Responsive. I have a love/hate relationship with responsive. I dont hate it, but I dont really want it to happen again. I did enjoy some of the briefs I chose to work on such as Batsford and the ohhdeer brief. I was really excited to work on secret 7, so it was a shame when they decided not to run it this year. Illustration Friday was slightly pointless but allowed me to experiment with different media, in particular, get to grips with digital much. I didn’t mid the penguin brief but I did struggle to engage with it a little bit. I feel like the worst part about responsive is juggling so many different deadlines at once, all the competitions want work in for different dates and in different formats so it’s hard to keep on track of what you’re doing. Responsive did teach me how to fully understand briefs that were set externally. I feel a lot more comfortable dissecting a brief and figuring out exactly what they’re asking of you now and feel that this will help when It comes to getting briefs from clients.

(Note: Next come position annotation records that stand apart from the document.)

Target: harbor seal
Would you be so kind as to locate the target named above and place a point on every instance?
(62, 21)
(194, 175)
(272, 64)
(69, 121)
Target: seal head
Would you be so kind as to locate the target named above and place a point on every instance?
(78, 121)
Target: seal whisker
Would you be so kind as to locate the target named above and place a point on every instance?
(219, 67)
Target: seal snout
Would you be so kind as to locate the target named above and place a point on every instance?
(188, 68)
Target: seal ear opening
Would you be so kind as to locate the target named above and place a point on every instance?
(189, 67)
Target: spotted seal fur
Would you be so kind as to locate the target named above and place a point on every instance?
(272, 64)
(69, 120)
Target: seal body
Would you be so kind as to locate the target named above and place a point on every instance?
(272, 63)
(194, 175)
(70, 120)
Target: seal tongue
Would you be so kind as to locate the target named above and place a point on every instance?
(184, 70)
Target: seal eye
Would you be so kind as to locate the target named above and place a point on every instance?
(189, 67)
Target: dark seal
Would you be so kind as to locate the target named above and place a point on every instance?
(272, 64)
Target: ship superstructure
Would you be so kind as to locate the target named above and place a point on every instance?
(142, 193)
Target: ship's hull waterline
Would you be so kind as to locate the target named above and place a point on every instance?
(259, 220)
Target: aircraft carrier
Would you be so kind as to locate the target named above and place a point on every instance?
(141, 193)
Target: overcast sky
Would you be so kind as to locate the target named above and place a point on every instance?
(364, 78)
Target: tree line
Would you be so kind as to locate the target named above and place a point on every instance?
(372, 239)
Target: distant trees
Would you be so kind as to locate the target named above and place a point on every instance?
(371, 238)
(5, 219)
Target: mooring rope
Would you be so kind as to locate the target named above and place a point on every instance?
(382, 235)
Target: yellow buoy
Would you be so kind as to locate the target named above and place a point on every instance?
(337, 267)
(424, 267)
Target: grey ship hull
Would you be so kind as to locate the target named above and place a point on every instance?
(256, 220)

The Creative Report was a highlight of my year. Tallulah Fontaine is an illustrator I’ve admired for a few years now, I spoke about her in my presentation last year so I was really happy when I got the chance to ask her a few questions and learn a little bit more about her and her practice. I think one of the most valuable pieces of advice I got from this was to be patient with yourself. I feel like it’s easy on this kind of course to become frustrated with your work and your progress and that being patient with yourself is key to letting your practice develop.

Reflecting on the past two years I can see how I have progressed. I feel like in first year, you just float around abit and try out a few different things and just settle into the course. Second year has been completley different. Everything was lovely before christmas and then it go so stressful and busy when we came back from christmaas break. I feel like dealing with so many modules that run at the same time as each other and then dealing with all your deadlines being so close to each other, It’s difficult and it feels like you’re drowning under all the work and stress but I do feel like it kind of set’s you up for third year and whats expected. I’m hoping third year will be alot more enjoyable, I’m looking forward to working on more things and pushing my practice further and developing a professional identity for my practice.

Thanks for watching - any questions?